When Resistance: Fall of Man burst on to the scene at the beginning of this console generation, it helped set the standard of what a first person shooter could look and feel like on the PlayStation 3. Over the last six years the franchise has grown to see three console releases, as well as a portable iteration on the PSP, and it continues to inspire fans and critics alike with its gorgeous graphics and compelling story. As if it's coming full circle, Resistance: Burning Skies is the first full-fledged FPS to be released on the dual analog stick driven PS Vita. Following in the tradition of its predecessors, Burning Skies is establishing just what this new portable platform can do for the genre.
Burning Skies breaks away from the storyline of the three console games, and takes place in August of 1951, as the east coast of the United States has begun to be invaded by the Chimera. Players step into the boots of firefighter Tom Riley as he tries to help keep the aliens from taking the U.S., as well as find his wife and daughter. For fans of the series, it's a great way to build out the franchise's fiction, and get a up close look at the events of the invasion of New York that otherwise might have been overlooked by the other Resistance games.
Marking the first time that dual analog control has ever been available for an FPS on a portable device, Burning Skies takes advantage of every possible button to help recreate the experience of a console shooter on the go. The controls should instantly feel familiar for anyone that has spent any time with a modern shooter, with a couple of slight exceptions. While you won't be fighting with the controls to aim or move, most players will have the tendency to want to click in the left analog to run, and unfortunately that's just not possible on the Vita – instead this is mapped to the down button on the d-pad. Additionally, the game's developers, Nihilistic Software, took full advantage of the touchscreen, mapping secondary functionality for all of the weapons to the screen, as well as the options to use it for melee attacks and grenades. Sure, it takes a couple missions to get used to, but ultimately players will adjust, and find themselves forming new habits on how to play.

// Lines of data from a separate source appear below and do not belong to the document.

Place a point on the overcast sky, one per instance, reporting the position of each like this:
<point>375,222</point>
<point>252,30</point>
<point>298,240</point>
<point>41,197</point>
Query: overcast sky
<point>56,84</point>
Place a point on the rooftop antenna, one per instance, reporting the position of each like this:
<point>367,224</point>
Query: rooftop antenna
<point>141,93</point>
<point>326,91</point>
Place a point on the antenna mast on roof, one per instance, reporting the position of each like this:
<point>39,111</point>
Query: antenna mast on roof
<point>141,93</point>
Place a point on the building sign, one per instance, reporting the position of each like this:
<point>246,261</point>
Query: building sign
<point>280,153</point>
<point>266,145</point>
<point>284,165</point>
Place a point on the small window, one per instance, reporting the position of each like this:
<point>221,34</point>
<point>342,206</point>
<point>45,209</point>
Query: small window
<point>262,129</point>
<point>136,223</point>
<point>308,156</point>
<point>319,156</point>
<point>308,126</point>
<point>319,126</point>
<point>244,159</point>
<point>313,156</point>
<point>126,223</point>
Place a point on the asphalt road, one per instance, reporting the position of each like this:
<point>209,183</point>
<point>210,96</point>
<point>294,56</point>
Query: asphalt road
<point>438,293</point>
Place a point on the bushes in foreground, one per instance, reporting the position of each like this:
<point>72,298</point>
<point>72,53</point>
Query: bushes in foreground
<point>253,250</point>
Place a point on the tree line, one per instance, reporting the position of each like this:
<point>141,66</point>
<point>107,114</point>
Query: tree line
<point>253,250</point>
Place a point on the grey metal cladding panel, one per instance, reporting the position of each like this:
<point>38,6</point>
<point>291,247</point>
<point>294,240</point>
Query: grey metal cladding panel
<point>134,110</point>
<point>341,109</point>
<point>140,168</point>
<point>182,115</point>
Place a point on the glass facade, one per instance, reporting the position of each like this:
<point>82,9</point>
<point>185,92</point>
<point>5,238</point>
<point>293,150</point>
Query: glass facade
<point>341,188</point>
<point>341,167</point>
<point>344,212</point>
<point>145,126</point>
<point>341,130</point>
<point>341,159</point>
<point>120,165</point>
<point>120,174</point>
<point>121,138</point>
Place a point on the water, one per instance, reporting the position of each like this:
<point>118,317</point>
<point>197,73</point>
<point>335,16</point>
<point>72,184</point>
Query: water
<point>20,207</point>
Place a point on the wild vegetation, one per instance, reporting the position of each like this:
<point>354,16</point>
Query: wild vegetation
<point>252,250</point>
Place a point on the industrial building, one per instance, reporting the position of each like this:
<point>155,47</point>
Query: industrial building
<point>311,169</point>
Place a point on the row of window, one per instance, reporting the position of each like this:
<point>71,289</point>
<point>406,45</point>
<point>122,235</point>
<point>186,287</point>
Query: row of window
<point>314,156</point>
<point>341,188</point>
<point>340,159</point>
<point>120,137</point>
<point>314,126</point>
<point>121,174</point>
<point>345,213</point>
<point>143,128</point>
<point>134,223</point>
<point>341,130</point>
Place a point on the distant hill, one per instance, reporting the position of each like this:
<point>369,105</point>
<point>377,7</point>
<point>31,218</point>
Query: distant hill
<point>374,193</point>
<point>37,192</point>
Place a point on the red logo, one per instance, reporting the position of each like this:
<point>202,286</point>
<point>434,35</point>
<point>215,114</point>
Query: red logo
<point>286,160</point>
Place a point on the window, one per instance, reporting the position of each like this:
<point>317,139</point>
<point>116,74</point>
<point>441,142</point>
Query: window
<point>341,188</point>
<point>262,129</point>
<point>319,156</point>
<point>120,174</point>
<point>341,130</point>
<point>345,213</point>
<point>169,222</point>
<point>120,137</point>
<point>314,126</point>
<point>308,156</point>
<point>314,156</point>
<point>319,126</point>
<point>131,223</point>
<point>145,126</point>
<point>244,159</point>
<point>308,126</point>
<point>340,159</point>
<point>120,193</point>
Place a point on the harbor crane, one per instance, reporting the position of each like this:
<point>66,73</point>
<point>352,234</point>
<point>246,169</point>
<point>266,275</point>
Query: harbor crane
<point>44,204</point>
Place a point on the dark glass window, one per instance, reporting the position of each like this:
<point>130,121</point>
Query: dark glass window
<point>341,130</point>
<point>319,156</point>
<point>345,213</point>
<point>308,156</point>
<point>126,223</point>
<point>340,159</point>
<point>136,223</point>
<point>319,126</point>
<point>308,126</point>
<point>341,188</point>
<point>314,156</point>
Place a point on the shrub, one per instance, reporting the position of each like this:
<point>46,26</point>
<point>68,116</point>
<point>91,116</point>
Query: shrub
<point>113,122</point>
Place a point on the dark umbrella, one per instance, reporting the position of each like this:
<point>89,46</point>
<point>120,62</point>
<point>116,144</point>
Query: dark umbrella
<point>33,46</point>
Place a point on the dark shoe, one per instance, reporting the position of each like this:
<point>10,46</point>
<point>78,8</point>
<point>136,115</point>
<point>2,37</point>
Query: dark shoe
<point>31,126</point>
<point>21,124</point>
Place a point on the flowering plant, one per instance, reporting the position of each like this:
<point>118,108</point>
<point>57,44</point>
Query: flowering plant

On the graphics front, Burning Skies holds the same ground with any other Vita title. It's not quite PS3 level, but it's better than anything that you would have played on your PS2. The environments are acceptably detailed and the enemies are swift on their feet, and ferocious looking up close. For anyone that has come to expect the utmost best graphics a system can provide (particularly early on in a system's life), Burning Skies delivers, and Resistance fans won't be disappointed.
One of the other things that helps complete the Burning Skies package is the inclusion of multiplayer. The game features three different modes (Deathmatch, Team Deathmatch and Survival) on six different maps, with a maximum of eight players at a time (4 vs. 4) over Wifi. Included as well is the obligatory leveling up, load out options, and unlockables that come along with a modern online shooter. It's really as straight forward as possible, but it offers a nice option for anyone that's looking to get in their multiplayer fix on the go.
Overall, Resistance: Burning Skies is a standout in the Vita's library for so many different reasons. It's the first true FPS. It's the first true portable eight-person multiplayer shooter. It's a new entry into a franchise that fans truly love. Most PS Vita owners will likely agree that one of the reasons they own the device is to compliment their PS3. That being said, it would be an utter misstep to not add Resistance: Burning Skies to your library. You already know you're going to like it; fortunately, it's actually a good game to boot. The best part is, since it has its own independent story, you can enjoy it whether or not you've played the other games or not making it the ideal game for any Vita owner... well, any Vita owner that likes shooting aliens.